Stockholm_Andy wrote: »
Well I think that the last time I posted was early February and I have to say that I haven't really done very well between then and now. I had one AF day between then and May 30th. Plus most of the others were not one or two drink days....
However, since then I had one drink since May 31st. That was Friday the 4th of June and my wife and I had intended to have some drinks to celebrate being AF for the week. As it went we both had a drink and said let's skip it.
Last weekend was the first time in a very long time being AF Saturday and Sunday.
It really helps that we are both on it this time. We go on vacation on Friday and I really hope we can get back on it when we return. We are both feeling better, sleeping better and I've lost a few Kilo's already!
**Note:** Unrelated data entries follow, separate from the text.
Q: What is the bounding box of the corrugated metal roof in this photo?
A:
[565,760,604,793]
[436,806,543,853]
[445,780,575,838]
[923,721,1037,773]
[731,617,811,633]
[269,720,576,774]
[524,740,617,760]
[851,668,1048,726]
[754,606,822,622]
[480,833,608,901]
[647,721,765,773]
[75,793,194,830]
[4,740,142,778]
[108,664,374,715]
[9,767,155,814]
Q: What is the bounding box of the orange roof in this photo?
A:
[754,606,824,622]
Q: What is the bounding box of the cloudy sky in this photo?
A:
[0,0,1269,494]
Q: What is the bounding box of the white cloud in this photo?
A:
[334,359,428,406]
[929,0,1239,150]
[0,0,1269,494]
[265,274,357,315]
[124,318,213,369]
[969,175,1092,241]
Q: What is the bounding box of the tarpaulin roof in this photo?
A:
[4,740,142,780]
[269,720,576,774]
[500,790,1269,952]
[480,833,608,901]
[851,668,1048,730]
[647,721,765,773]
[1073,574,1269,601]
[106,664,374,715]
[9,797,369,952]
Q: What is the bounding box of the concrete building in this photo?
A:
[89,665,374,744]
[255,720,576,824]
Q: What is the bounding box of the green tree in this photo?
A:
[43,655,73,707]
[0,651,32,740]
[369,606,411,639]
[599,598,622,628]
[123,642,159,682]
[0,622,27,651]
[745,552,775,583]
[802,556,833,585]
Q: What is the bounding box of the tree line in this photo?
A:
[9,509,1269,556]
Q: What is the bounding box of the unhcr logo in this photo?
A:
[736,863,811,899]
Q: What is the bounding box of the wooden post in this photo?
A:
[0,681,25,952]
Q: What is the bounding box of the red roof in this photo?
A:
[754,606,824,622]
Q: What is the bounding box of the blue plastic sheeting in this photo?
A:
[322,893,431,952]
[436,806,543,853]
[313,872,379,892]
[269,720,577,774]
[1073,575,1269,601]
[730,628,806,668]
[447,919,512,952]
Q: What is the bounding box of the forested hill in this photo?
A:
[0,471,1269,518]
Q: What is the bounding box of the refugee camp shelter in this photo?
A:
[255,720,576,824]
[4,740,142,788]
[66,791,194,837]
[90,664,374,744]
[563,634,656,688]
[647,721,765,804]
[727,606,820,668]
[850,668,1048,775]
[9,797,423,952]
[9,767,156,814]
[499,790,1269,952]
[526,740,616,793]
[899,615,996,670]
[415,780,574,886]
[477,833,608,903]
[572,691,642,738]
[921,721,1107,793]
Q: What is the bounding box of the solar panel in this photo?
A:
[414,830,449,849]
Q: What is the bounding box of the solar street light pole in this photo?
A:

On the one hand I'm so sick of drinking for the sake of it. One the other I really fancy a drink come the evenings. (Well not right now particularly but I know I will once the determination wears off).
Sorry long post.
TLDNR: 7 Days AF June
chocolate_owl wrote: »
6/1 - AF, 9 miles
6/2 - AF, 3.9 miles
6/3 - AF, 3.5 miles
6/4 - 4 drinks, 3.85 miles
6/5 - 1 drink, 3.5 miles
6/6 - 2 drinks, 1.7 miles
6/7 - AF, 4.2 miles
Weekly total: 7 drinks, 4 AF days, 29.65 miles
Was AF last night because I was supposed to be, but I wasn't happy about it. Last week I got told that this project I've been working on for two years might get cancelled and to hold off doing any work on it. Yesterday at the end of the day I got told that it is indeed still happening, but that means I have to cram three days' worth of work into one day before I go on vacation. Right before I left the office I went to print something out, and it took me 30 minutes to get a printer to work because no one's been maintaining them during the pandemic. Got home in THE WORST mood, and despite husband's best efforts to cheer me up and an hour-long walk to destress, I couldn't shake the mood. And I was SO HUNGRY, but felt like I had to stick to my salad for dinner since I skipped the gym again and settled for a walk. Fell asleep with my stomach rumbling. Despite eating low-cal and not drinking, I'm still up another lb this morning, back to my starting weight for this month. Logic-brain knows fluctuations happen and that this is more related to the weather and needing to poop than anything I'm doing, but emotionally it just sucks. I feel like I'm spinning my wheels, and I'm extremely off-pace for hitting a weight I'm happy with by February.
Today, instead of being excited for my vacation, I'm really stressed out. I'm staring down a mountain of work. I'm wondering if I should only eat salads for the rest of the month. I haven't taken care of a bunch of personal things, like organizing the paperwork to file my appeal to my insurance company. I've running on very little sleep because I keep having nightmares. And I'm still so frickin hungry. Send me some good vibes, y'all.